Reparations Awareness Day

Posted February 25th, 2013 by
Category: Repair and reparations Tags: , , ,

Ray Winbush, Should America Pay? Slavery and the Raging Debate on Reparations (2003)Today is Reparations Awareness Day, a day that has been designated for more than a decade to promote reparations for slavery in the United States.

What do you think? Should reparations be offered for the nation’s history of slavery and racial discrimination? Why or why not?

Background

February 25 was originally designated as Reparations Awareness Day by N’COBRA, the National Coalition of Blacks for Reparations in America, following a series of demonstrations organized by the group in the early 1990s. The occasion has since been formally recognized by a variety of organizations, including the New York City Council, churches, and institutions of higher education.

Reparations for slavery have traditionally been understood as financial payments to the descendants of those enslaved in the United States, as compensation for the injustice and suffering endured by their ancestors. However, this is not how most reparations advocates think about the issue today, and there have been a variety of books, articles, and conferences devoted to exploring the subject in greater detail; see, for instance, Ray Winbush’s Should America Pay? Slavery and the Raging Debate on Reparations (2003).

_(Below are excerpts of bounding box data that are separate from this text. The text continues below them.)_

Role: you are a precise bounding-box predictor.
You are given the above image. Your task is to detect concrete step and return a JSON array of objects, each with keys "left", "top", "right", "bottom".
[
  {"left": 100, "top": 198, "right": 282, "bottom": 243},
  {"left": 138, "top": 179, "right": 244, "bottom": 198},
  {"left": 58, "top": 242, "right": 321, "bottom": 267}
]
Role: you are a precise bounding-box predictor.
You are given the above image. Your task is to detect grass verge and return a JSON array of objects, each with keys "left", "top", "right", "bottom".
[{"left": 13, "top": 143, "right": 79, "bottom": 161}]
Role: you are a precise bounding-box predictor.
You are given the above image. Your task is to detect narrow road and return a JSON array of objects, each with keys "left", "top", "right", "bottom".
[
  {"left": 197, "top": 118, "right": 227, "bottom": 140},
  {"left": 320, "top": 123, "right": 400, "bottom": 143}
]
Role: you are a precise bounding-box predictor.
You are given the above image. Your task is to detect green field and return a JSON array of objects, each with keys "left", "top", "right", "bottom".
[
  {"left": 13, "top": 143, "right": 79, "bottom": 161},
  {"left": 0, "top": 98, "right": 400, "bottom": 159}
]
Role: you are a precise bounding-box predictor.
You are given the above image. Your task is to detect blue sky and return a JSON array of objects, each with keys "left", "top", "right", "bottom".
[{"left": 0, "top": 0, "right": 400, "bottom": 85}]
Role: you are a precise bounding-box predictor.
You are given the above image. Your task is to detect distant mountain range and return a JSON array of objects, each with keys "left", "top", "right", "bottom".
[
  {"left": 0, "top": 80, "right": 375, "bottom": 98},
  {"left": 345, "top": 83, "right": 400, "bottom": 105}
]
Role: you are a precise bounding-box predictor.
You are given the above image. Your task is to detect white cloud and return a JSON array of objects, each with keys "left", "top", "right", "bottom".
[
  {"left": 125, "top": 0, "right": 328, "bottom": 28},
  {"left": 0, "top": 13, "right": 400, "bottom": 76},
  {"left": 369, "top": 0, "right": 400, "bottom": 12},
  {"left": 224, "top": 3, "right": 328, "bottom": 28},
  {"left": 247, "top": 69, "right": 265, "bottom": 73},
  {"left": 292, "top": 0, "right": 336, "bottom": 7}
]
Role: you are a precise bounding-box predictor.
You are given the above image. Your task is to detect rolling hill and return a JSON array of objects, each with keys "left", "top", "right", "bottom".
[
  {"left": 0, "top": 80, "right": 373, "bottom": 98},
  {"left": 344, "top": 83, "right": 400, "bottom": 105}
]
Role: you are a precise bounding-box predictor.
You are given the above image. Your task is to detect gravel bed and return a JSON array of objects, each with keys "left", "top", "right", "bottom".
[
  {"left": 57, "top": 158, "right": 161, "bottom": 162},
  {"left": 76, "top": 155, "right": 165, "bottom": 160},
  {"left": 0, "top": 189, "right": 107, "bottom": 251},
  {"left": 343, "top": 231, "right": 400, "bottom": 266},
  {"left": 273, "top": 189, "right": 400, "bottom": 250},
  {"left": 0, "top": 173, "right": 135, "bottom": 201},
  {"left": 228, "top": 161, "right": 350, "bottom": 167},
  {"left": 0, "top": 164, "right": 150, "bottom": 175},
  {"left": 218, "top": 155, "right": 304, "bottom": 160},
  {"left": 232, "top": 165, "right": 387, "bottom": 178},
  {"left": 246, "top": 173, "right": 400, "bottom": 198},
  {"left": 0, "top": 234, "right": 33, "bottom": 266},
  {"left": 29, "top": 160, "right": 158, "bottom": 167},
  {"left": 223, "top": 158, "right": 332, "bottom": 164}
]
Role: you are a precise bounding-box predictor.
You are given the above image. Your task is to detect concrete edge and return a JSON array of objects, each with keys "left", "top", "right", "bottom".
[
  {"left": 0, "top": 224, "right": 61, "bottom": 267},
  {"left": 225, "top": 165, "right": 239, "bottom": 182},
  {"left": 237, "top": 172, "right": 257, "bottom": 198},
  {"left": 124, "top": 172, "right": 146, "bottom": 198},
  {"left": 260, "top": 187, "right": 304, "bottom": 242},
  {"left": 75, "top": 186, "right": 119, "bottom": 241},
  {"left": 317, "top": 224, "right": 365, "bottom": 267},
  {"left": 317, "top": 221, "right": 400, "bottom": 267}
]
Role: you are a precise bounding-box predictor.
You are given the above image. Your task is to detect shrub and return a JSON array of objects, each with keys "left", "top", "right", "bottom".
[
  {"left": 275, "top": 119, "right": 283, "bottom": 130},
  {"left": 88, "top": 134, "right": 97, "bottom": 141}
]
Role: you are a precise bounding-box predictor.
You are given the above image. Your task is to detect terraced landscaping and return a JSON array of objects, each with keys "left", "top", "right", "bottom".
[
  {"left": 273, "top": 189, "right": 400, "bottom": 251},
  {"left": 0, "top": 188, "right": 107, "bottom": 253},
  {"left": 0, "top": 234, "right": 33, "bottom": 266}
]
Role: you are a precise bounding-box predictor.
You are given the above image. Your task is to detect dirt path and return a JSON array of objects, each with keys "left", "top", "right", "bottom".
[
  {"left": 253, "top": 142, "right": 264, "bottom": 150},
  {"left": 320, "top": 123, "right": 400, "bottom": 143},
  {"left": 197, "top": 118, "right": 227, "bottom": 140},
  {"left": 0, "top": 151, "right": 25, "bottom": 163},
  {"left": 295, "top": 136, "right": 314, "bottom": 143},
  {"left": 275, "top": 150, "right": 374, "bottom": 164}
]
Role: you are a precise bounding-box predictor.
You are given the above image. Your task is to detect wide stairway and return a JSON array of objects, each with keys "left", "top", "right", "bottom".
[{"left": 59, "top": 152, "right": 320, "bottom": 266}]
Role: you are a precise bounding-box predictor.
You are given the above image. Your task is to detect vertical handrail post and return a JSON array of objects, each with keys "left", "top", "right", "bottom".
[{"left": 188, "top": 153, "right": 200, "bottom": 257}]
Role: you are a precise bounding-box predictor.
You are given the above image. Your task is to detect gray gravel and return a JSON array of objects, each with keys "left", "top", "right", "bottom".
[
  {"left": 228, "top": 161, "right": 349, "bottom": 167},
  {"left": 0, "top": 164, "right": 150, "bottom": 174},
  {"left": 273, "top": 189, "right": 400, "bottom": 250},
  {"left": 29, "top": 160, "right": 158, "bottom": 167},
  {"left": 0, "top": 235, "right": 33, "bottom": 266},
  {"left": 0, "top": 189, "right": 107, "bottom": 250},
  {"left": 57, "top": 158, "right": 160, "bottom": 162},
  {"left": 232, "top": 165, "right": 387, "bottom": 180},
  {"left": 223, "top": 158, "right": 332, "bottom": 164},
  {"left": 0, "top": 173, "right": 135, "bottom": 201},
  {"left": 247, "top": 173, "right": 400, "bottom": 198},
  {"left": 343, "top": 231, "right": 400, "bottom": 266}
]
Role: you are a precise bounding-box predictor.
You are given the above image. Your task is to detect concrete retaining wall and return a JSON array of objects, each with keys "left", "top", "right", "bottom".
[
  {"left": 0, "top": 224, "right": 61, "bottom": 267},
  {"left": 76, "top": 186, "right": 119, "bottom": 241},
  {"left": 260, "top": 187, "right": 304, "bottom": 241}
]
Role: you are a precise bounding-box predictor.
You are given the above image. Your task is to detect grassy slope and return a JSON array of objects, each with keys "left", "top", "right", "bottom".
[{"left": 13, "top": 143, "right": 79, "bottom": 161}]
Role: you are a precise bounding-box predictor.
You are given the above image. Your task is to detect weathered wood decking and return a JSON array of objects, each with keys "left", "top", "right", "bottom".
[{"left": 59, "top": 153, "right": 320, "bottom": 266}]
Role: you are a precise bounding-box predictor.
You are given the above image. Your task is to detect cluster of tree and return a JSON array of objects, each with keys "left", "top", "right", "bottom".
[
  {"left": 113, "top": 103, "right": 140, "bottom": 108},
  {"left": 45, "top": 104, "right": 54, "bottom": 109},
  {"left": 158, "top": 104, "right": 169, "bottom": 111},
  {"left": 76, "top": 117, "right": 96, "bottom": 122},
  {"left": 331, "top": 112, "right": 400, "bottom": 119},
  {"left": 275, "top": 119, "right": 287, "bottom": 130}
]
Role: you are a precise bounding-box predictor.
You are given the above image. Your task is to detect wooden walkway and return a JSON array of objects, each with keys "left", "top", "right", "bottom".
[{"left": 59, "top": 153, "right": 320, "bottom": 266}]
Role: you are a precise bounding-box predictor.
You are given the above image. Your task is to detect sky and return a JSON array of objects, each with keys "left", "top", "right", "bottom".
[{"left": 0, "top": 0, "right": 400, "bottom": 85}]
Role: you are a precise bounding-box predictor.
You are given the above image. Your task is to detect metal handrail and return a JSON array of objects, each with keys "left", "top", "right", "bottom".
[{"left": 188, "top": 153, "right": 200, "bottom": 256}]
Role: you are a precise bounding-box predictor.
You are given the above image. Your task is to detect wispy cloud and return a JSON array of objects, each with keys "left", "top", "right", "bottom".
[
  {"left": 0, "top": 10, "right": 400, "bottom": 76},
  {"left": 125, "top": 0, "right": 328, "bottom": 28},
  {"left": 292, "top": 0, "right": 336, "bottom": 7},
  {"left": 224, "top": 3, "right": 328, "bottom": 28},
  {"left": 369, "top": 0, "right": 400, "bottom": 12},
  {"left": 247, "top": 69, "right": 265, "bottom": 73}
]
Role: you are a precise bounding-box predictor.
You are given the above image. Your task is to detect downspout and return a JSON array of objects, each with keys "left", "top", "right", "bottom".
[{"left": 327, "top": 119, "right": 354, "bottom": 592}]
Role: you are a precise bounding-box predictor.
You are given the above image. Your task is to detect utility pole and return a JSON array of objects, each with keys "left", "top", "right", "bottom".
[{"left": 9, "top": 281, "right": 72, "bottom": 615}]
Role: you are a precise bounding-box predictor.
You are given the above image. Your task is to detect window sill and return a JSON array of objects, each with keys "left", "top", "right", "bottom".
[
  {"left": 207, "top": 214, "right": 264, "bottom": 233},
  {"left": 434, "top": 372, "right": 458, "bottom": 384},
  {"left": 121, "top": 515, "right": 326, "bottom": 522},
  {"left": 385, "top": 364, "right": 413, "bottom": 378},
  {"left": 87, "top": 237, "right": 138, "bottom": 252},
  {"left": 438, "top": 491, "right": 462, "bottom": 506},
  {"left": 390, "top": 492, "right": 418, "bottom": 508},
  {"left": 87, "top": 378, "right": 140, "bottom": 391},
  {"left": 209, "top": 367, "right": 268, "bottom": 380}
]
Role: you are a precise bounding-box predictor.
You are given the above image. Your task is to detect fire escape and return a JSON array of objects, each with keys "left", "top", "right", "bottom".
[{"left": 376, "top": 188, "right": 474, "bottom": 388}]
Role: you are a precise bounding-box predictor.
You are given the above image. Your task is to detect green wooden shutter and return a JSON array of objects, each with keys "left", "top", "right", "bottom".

N’COBRA calls for reparations for the transatlantic slave trade, for slavery , for the Jim Crow era, and for the ways in which individual and institutional forms of racial discrimination and inequality persist in the United States today.

Following this understanding of reparations, N’COBRA seeks compensation for all those of African descent in the United States today, not just those whose ancestors were enslaved, in recognition of the ways in which all black Americans suffer discrimination and unequal opportunities to this day.

Interestingly, N’COBRA focuses on the effort to obtain reparations from governments and from corporations which have played a role in slavery and racial discrimination, but also calls for reparations from religious institutions, individuals, and families—including, presumably, our own DeWolf family—which have directly benefited from slavery.

Finally, N’COBRA calls for reparations to take a variety of forms, as necessary to address past and present harms. N’COBRA explains these forms of reparations as follows:

The material forms of reparations include cash payments, land, economic development, and repatriation resources particularly to those who are descendants of enslaved Africans. Other forms of reparations for Black people of African descent include funds for scholarships and community development; creation of multi-media depictions of the history of Black people of African descent and textbooks for educational institutions that tell the story from the African descendants’ perspective; development of historical monuments and museums; the return of artifacts and art to appropriate people or institutions; exoneration of political prisoners; and, the elimination of laws and practices that maintain dual systems in the major areas of life including the punishment system, health, education and the financial/economic system. The forms of reparations received should improve the lives of African descendents in the United States for future generations to come; foster economic, social and political parity; and allow for full rights of self-determination.